2021 Self Insured Workers Comp Resolutions COVID Caused A Few Changes

Most New Year’s Resolutions come from altering the resolutions from last year.   The 2021 Self Insured Workers Comp resolutions will be no different.   Keeping the resolutions from last year and adding a few changes for COVID should suffice for 2021.  

new years 2021 workers comp self insured resolutions

Public Use License – Vyacheslav Argenberg

 

I usually write the resolutions for the next year in December.  With so many rules changes and changes in the political environment, waiting until after all the elections seemed the best way to handle the 2021 self-insured workers comp resolutions. 

The 2020 Self Insured Workers Comp Resolutions center around sustaining success in your program and fixing a few issues that may be costing you dearly.   Some of these resolutions come from old resolutions. 

Search self-insured resolutions for suggestions from the past.  Any changes to the 2020 resolutions are in italics.  

  1. You are paying directly from your budget.   With the advent of COVID – reviewing your loss runs online, not on paper at monthly or quarterly intervals is beyond critical now.   Following the payment patterns become critical if you have incurred several claims.  Monitoring the outflows of claims payments cannot be just an exercise in reviewing a loss run.  You must dig deeper to the granular level of individual payments.   Remember, the adjusters are spending directly from your accounts.   If you have many employees working from home, the learning curve accident will come into play as they return to their regular jobs. 
  2. Those festering medical-only claims usually turn out to be your worst nightmares.  Watch the claims closely that have no Indemnity paid but have a large amount of medical paid quickly or a building medical reserve with no closure.   Claims festering becomes a ticking time bomb if these claims are not monitored. 
  3. Is your company still large enough in a state to justify self-insurance?  Companies change locations quickly.  Many states require a minimum of liquid assets and bonds per state, not per company.  Watch the minimums in each state.  If your company has had to cut back its workforce, self-insurance may not be the correct option.   The fixed costs per state may not justify being self-insured in states where you were self-insured in the past.  
  4. Having a working relationship with your claims adjusters becomes a must from day one.  See #1 above.  The adjusters in your TPA become quasi-employees as they are spending directly out of your budget.  One of the first tasks we often perform in a self-insured review involves establishing which adjusters are working on what claims.   Most claim adjusters welcome emailed questions if they are not vague or argumentative. 
  5.  Obtaining and understanding your LDF (Loss Development Factor).   Yes, your company may have gotten away from the E-Mod system.  LDFs become your claims and risk management GPS.  Many software packages will produce LDFs.   The inputs into the equations sometimes cause confusion and skewed numbers.  If you do not feel comfortable calculating your LDFs, seek out assistance.   The LDFs may become more inaccurate if they are backloaded with full claims payment data even though your present and future workforce may have shrunk.  Review the number you submit to any actuary very closely.  
  6. Becoming self-insured is not a fashion statement.   I have analyzed and advised many self-insureds to stay where they are in the insurance process.  Just because you are now large enough to be self-insured does not mean you should take steps to leave the E-Mod system behind.   See #3 above, is your company still large enough or going to be large enough in a certain state to justify self-insurance?  Every company wants to be self-insured, but should you stay with self-insurance – hard one to call. 
  7. Setting your level of reinsurance can be tricky.   Most potential self-insureds think that $250,000 is the only level.   Many active reinsurers reinsure worker’s comp self-insureds from $100,000 per claim.  Yes, the insurance is more expensive than $250,000 per claim.  One has to stop and think if they would have any claims that would split between $100,000 to $250,000.  
  8. Asking the State for assistance.

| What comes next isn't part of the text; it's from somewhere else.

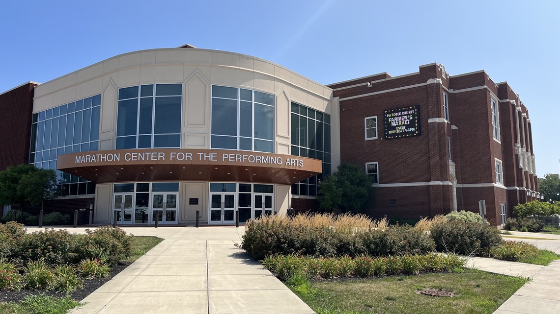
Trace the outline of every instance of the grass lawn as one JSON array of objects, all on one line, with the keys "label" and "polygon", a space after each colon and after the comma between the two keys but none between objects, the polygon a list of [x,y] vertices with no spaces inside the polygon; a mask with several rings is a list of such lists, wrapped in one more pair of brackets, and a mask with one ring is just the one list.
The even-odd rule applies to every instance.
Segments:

States have become much more helpful to self-insureds.  Each state’s Department of Insurance does not want to have a bucketful of failed self-insureds on their lists.  Assistance with self-insurance applications seems to have increased over the last 10 t0 15 years.   Not too long ago, the process was almost a guessing game.  
  9. Looking at other insurance markets.  The alternatives to self-insurance have become a cottage industry of sorts.  Many consultant companies, agencies, and captive managers aligned their services as alternatives to self-insurance without incurring the full risk.  These companies have quietly placed themselves in certain markets and performed well.  PEOs have become a very viable option since the start of 2020.  Yes, PEOs consist of returning to more of a premium structure than resembling self-insurance.  
  10. Intensify the use of My Six Keys.  The keys have helped self-insureds very often over the last 20 years.  See this page for the Six Keys. You probably already know them.   The keys have not changed since the 1980s.   Return to work will take on a new connotation this year with at-home workers return to work.  The return to work for injured employees may have been delayed due to COVID-19.   We have seen many office visits and surgeries postponed or canceled since March of 2020.  Having patience with medical treatment delays seem to have worked out for most employers.  Office visits and some surgeries have begun again in some states.  Each state has its own protocols on medical treatment.  #11 below became very important in 2020. 
  11. Medical networks become more critical to self-insureds success over the years.   Having an industrial minded physician with a good bedside manner makes claims costs go down.   Remember, you are spending directly out of a budgeted account.  Return to work becomes tantamount to your program’s success.  As with the recommendations for non-self-insureds, COVID-19 may have made your workforce become very distributed across a larger area.  If someone is injured while working at home, where do you send them for treatment if they have a home worker injury?  Yes, they do happen.  Workers Comp Boards do not appreciate requiring an injured employee to drive 1.5 hours for workers comp treatment. 
  12. Your program will likely take hits over the years.  Not every year can be chalked up to a banner year.  Risk is a risk.  Expect the best but prepare for the worst (reinsurance, medical networks, return to work program, etc.).   
  13. Keep your C-Level Executive or company owners updated on how the program progresses over time.   Many times, I, as a consultant, informed the Executives what was going on in their programs.  A truncated loss run with a mini claims status works most of the time.  Do not operate on an island.   With many employees being spread out over a larger area including your injured employees, C-Level Executives need to know very current information on the company’s workers compensation program.  A loss run analysis report works well.  Keep it concise. 
  14. Watch the budget for expenses (ALAE) that are not related directly to claims payments.   Private investigators, defense attorneys, rehabilitation nurses (well worth it), and other ALAE are now being paid directly out of your budget.   In some states, the costs to handle and facilitate claims totaled more than the claim payouts (Ouch!) 
  15. Look at the E-Mod system for a few pointers.    Even though your company pays all the workers’ compensation costs, step back from payments, and analyze the risks.   The number of accidents you may have in a year may look small in total.   However, the E-Mod system looks at the number of claims per year being riskier than just one disastrous claim.   Any one or more of the smaller claims can turn into a huge claim.  A claim is a bundle of risk.   Many claims equal a snowball of risk going down the hill.   Rating bureaus have adjusted their formulas to reflect an increased risk with a group of claims vs. one bad claim.   Why did they adjust the numbers?  They have databases that show repetitive accidents cause a higher risk for a certain employer.  With all of the COVID-19 changes voluntary insurance and the E-Mod system, self-insurance and the E-Mod system have gone on divergent paths when considering risk.  I cannot say as of now if the E-Mod system can aid a self-insured in analyzing risk.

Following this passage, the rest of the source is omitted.